280E revenue won’t keep marijuana illegal

[See UPDATE from 2 Feb 2018 at the end.]
Amanda Chicago Lewis has a thought-provoking article in Rolling Stone that points out the federal government is making money from federally illegal marijuana. I appreciate her allowing me to take issue with her thought — “the feds might be making way more money by keeping weed illegal than they would by legalizing” — by letting me say, “’The federal government is not going to do this for zero,’ Oglesby says.”

She could easily be right – if legalization entails repeal of 280E and no new tax. I just think federal legalization will need a tax increase to pull it along. Now I could contemplate 280E not being repealed, but a new tax still being necessary. I’d think that makes more sense than repealing 280E totally (some fine-tuning would be useful to allow deductions for legal, accounting, banking, and other expenses that don’t relate to selling) and creating a big new tax scheme that brings in more revenue than 280E would bring in. That’s a political guess. So far, we’ve seen no commercial legalization without taxation. Taxes are a sweetener that makes legalization easier to swallow. That’s my take, and I appreciate her letting me state it.

Maybe I said this: “Pat Oglesby, an attorney who specializes in cannabis tax policy and worked for the JCT from 1982 to 1988, says that the $5 billion estimate sounded far too low.”
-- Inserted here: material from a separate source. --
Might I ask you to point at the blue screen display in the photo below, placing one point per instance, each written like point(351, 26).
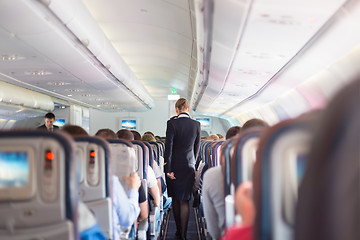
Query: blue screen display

But the style I routinely stick to would have me saying something like “I expect $5 billion might be on the low side.” The reason I think that might be low is that I think more states will legalize, and more sellers will come out of the shadows, so 280E repeal would cost more in the out years. I’m not sure, but I don’t think Joint Tax staff can get into the business of predicting changes in the law. I’m free to predict a change, so I come out differently.

More on 280E revenue:

NORML on 280E  https://newrevenue.org/2017/ 02/16/5139/.  By the way, growers aren’t hit by 280E much – they don’t advertise or have many selling expenses.  Retailers bear almost all the 280E burden.

If you have lots of time to get deep into the weeds of cannabis revenue, Part II of https://newtax.files. wordpress.com/2015/01/ supplemental-thoughts-about- revenue-from-marijuana-in- vermont-16-january-2015-in- pdf.pdf will take a while to get through.

The National Cannabis Industry Association has a paper saying repeal of 280E would be a revenue gainer (!) but I can’t find it just now.  UPDATE:  I thank Brett Stone, who sends out a donor-financed newsletter (mmjnews-subscribe@yahoogroups.com), for telling me it’s here. The NCIA says, for instance, “capital invested in Colorado, which provided the initial growth in the legal market, was invested prior to knowing what the IRS’s enforcement attitude and the associated effective tax rates would be. Now that investors are aware of the high tax cost of operating in this industry, it has made raising capital more challenging.” Well, there seems no shortage of people willing to apply for licenses wherever states and localities will issue them.  When thinking about industry structure, it’s worth thinking about a low-profile, non-capital intensive industry that’s labor intensive.  One fix for 280E would allow deductions of worker pay up to say $15 an hour.